Many of this summer's new home buyers are getting into convertibles--convertible mortgages , that is.
A convertible mortgage starts out as an adjustable-rate loan with a low interest rate. Today, many California lenders are offering the loans with an initial interest rate below 8%, compared to an average 10 1/2% on fixed-rate loans.
Like other adjustable-rate loans, the interest rate on convertibles changes periodically, usually every six or 12 months. However, the borrower has an option to convert the loan into a fixed-rate mortgage during a specified period--usually between the end of the first year and the start of the sixth year of the repayment term.
Convertible loans are attractive for several reasons. Their low initial rate makes it easier for the borrower to qualify for a loan because beginning monthly payments are small.
If interest rates head lower, the borrower can keep the rate adjustable, and the mortgage payment will drop. But if rates head back up, the homeowner can convert into a fixed-rate mortgage to "lock in" his monthly payments and avoid future increases.
Convertibles have been around for several years, but they've taken on new luster because rates on fixed-rate loans have risen about 1 1/2 points since March. Many of the people who wanted fixed-rate loans can no longer qualify for them, so they're opting for a lower-rate convertible and hope to change into a fixed-rate loan later.
Convertible mortgages have also become easier to get since the Federal National Mortgage Assn.--a key provider of mortgage money--recently made some technical changes that encourage more lenders to make the loans.
Cites More Control
"The bottom line to convertibles is that they give you a lot more control over your mortgage," said Rick McGill of Great American First Savings Bank, a San Diego-based lender that began offering convertibles last week. "You can keep the rate adjustable as interest rates move down, and then switch it to a fixed-rate when rates go back up."
But while convertibles offer several advantages, they also have some drawbacks.
First, converting isn't free. Most lenders charge the borrower 1% of the remaining loan balance for the privilege, and many tack on a processing fee of up to $250. In addition, the interest rate on the converted loan is often about one-quarter of a point higher than the fixed rate the homeowner could get if he got a brand-new mortgage.
Since the loan can only be converted once, borrowers who change into a fixed-rate loan because they think rates have bottomed out will be sorry if rates move even lower. And once it has been converted, most lenders will not allow the loan to be assumed by a new buyer--a change that could make the property more difficult to sell when rates are high.
Less Than Refinancing
Although banker McGill admits that converting can be costly, he's quick to point out that it usually requires less up-front cash than it would to refinance with a new fixed-rate loan.

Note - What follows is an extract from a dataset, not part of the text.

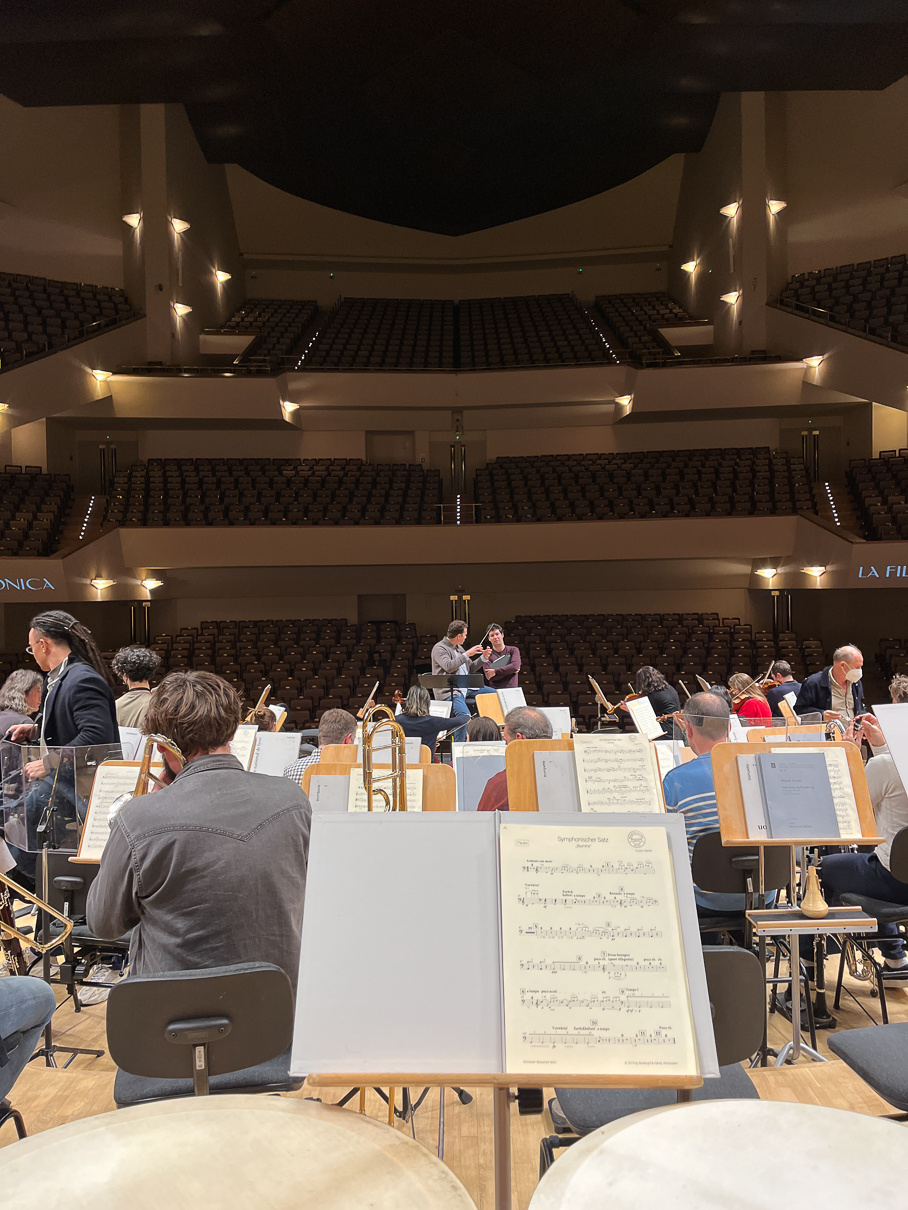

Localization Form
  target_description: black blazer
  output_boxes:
[794,664,864,714]
[38,655,120,748]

A homeowner with a $100,000 non-convertible ARM could pay as much as $3,400 in points and various fees to refinance into a new, fixed-rate mortgage, McGill says. By comparison, a borrower with a convertible ARM would only have to pay about $1,000, in part because the conversion process doesn't require a new title-insurance policy, lengthy escrow and the like.
Some experts also dispute the notion that borrowers need to accurately predict which way rates will go in order to benefit by converting from an adjustable rate to a fixed rate.

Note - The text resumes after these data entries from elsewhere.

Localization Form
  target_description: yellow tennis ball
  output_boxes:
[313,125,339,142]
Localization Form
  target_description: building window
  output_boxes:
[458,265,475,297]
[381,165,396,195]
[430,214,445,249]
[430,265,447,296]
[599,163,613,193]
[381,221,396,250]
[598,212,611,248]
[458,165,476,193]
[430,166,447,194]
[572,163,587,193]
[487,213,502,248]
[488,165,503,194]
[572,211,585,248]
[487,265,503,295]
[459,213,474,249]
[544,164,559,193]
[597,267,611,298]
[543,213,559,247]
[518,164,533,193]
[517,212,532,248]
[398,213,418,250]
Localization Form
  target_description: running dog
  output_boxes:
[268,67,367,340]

"Not everyone will convert when interest rates hit the bottom of the cycle, but everyone can convert at a rate they find acceptable," says Shirley Parish, an executive with the Federal National Mortgage Assn. in Washington.
"If you're happy that you were able to convert to, say, a 10% fixed rate, you shouldn't be too upset if fixed rates head a little lower," Parish adds. "Converting involves the exact same544369011when you choose between an adjustable-rate mortgage and a fixed-rate loan."
Borrowers searching for a convertible loan should follow the same guidelines used to evaluate standard adjustable-rate mortgages, Parish said.
That means the loan should have a "cap" that prevents the lender from adjusting the loan upward more than two percentage points a year, and another cap that prevents the interest rate from rising more than five or six percentage points over the life of the loan.
Borrowers should also find out which index the lender will use to make the periodic adjustments while the loan is still adjustable. People who think rates are heading downward are usually better off choosing an ARM linked to the one-year Treasury bill index because it reacts to changes in interest rates quickly.
More cautious buyers should opt for a loan linked to the slower-moving cost-of-funds index published by the Federal Home Loan Bank Board.
Borrowers must also examine how many points the lender will tack on to the index rate to provide it with a profit. A margin, or "spread," of two to 2 1/2 points is typical.
"The keys to picking the right loan is to study all your options, shop for the best deal and know exactly what your're getting," says Parish at Fannie Mae. Borrowers who pick a convertible mortgage without doing their homework could well wind up with a lemon of a loan.